Ça fait un bail que ce disque traîne sur les étagères. Et je ne m'explique vraiment pas pourquoi il a autant tardé à en ressortir. La belle pochette rose et bleue et son emballage chiadé auraient dû attirer l’œil. L'envoi du disque avait en plus été accompagné d'une sympathique bafouille, un truc écrit à la main comme on faisait au siècle dernier. Recto et verso. Ça ne s'oublie pas. C'était peut-être le second morceau avec ses huit minutes pleines de guitares et de soli qui m'avaient fait remiser gentiment ce disque aux calendes grecques. Son titre est En Attendant. Il a été pris au pied de la lettre.

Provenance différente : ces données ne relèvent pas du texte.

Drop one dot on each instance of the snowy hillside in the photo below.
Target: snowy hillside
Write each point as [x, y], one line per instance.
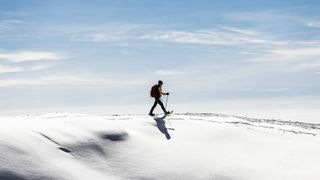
[201, 146]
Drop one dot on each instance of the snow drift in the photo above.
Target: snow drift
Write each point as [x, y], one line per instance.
[201, 146]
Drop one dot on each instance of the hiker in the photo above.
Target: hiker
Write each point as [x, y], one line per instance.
[156, 93]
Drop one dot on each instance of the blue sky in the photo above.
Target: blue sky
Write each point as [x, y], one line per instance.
[78, 53]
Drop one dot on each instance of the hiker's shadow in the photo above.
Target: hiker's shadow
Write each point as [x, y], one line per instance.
[162, 127]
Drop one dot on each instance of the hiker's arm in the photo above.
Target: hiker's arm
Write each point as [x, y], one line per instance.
[162, 93]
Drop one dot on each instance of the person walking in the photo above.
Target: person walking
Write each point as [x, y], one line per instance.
[156, 93]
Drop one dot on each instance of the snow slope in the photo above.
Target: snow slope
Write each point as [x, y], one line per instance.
[201, 146]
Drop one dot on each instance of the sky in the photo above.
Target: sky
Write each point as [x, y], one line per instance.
[63, 54]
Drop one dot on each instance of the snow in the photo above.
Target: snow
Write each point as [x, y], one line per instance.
[201, 146]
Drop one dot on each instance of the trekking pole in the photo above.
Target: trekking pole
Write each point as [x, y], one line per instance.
[166, 108]
[167, 101]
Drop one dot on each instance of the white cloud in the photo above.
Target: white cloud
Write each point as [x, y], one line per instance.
[31, 56]
[292, 59]
[9, 69]
[13, 69]
[313, 24]
[67, 79]
[166, 72]
[223, 36]
[290, 54]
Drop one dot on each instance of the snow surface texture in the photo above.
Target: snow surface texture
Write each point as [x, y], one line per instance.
[201, 146]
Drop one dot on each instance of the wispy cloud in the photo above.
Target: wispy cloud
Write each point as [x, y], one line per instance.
[67, 79]
[313, 24]
[31, 56]
[222, 36]
[167, 72]
[14, 69]
[291, 54]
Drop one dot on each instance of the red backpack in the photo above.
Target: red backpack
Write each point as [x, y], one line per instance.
[154, 92]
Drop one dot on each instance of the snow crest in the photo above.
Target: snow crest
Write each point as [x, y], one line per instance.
[181, 146]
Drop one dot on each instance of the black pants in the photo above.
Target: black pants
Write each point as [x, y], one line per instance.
[157, 101]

Portron Portron Lopez, un trio avec les frangins Portron aux guitares (la lyrique et la rythmique) et leur pote Lopez à la batterie. Ils sont basés à Courcelles-La-Forêt. Ne cherche pas, c'est dans la Sarthe. Le destin est parfois cruel. Mais Portron Portron Lopez n'est pas fataliste et lors de la journée du Refus de la Misère, ils se sont acharnés sur leurs instruments pour sortir de leur triste condition. Depuis ce jour béni sont parus un split album avec Truite (ça ne s'invente, à tous les coups ils sont de la Mayenne) en 2014 et un second, en vinyle, Moi Aussi J'Ai Des Amis Qui Font Du Bruit, parce que dans certains endroits, c'est rare et on en est fiers. A vrai dire, yen a un né à Paris, un autre à Barcelone, ils habitent là où ils veulent et peuvent mais sur leur site, c'est marqué Courcelles-La-Forêt alors la légende est en route.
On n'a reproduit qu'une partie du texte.